A picture of the interior. The restaurant is able to hold 50 people. The menu should change every now and then, just as an upmarket restaurant should.

A bottle of Evian mineral water in fancy glass container (1.5L if I am not mistaken) goes for RM35. At right is the strawberry and mango tea (RM8), with the honey separate.

Here is the lime juice (RM8), with sugar water on the side, with the buns. May I say at this point that the butter is absolutely fantastic!!
Raw scallops with black truffle and some other stuff (RM52). This was a very light and delicate dish.

Roast lamb shank with roasted vegetables on top of a bed of pasta. (RM78)

Pan-fried rouget fillet coated with black olive paste on a bed of mashed potatoes, served with vegetables. The fish was too dry, but I found the olive paste intriguing. (RM72)

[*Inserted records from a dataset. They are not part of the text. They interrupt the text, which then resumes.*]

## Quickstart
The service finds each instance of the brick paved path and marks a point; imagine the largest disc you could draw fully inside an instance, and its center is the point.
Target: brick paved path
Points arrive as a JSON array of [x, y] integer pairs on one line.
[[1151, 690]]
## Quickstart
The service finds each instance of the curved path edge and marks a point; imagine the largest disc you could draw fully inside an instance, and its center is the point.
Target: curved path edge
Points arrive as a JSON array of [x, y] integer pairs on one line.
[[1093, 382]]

And oh, dessert! RM28. Steamed meringue floating on a sweet 'soup' (I can't remember what it was), with walnuts and caramel. I found this to be the most unique dish that we had that day; however the meringue on its own was pretty bland.


Monday, January 08, 2007

Pavilion KL - Better than Siam Paragon?

Siam Paragon is perhaps the swankiest and most upmarket shopping mall in Bangkok. This is NOT the place to grab cheap bargains and imitation goods, for those please head to Chaktuchak or Suan Lum night bazaar.

The interior

Near the area where the more expensive eateries can be found (including a dedicated Chinese delicacy restaurant, Tony Romas (with pork ribs!!!), etc. Note that there is plenty of water flowing about.

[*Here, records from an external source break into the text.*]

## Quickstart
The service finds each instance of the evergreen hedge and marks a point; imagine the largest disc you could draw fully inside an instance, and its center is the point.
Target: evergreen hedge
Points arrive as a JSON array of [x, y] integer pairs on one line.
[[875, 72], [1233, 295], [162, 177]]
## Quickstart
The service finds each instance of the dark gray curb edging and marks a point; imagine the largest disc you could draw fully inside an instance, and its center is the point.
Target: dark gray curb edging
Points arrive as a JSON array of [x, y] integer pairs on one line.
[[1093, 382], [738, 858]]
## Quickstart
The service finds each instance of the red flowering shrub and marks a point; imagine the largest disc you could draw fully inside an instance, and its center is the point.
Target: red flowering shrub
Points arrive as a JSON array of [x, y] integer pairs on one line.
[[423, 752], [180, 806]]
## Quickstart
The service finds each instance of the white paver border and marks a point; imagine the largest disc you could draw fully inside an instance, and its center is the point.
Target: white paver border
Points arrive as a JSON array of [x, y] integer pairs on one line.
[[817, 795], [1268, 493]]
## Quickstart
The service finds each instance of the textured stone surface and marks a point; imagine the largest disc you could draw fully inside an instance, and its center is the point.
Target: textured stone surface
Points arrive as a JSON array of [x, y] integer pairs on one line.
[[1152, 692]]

A grand piano sits there as well.
Just two of the many. many designer names available. Definitely not the place to be if you are on a tight budget. Perhaps the cheapest you can get is Zara or MNG.

An aquarium in the food court! There is also a proper aquarium in the basement (ala Aquaria). The food court is also where 95% of the crowd was, no surprises there.

It was Christmas, obviously.

Will the soon-to-be-completed Pavilion KL be able to rival this place (and in so doing, trouncing KLCC, Starhill Gallery et al?). Some people certainly think so.


Friday, January 05, 2007

Bangkok condensed

Did nothing much in Bangkok except to shop (i.e. shopping spree @ Zara [the real one, thank you very much]), with bits and pieces of sightseeing thrown in. Here are some random photographs.

Spires of the Emerald Temple, Wat Phra Kaew

Thank you, M, for taking the trouble to bring us around! Wish it could have been longer, but I'm glad that you're safe.

Exterior of the Central World Plaza, near where one of the bombs went off.

Someone please, please show these to Ken Livingstone and TfL. Its easily twice the width of the Underground trains!!!

Of course, a trip to Thailand wouldn't be complete without a massage, would it?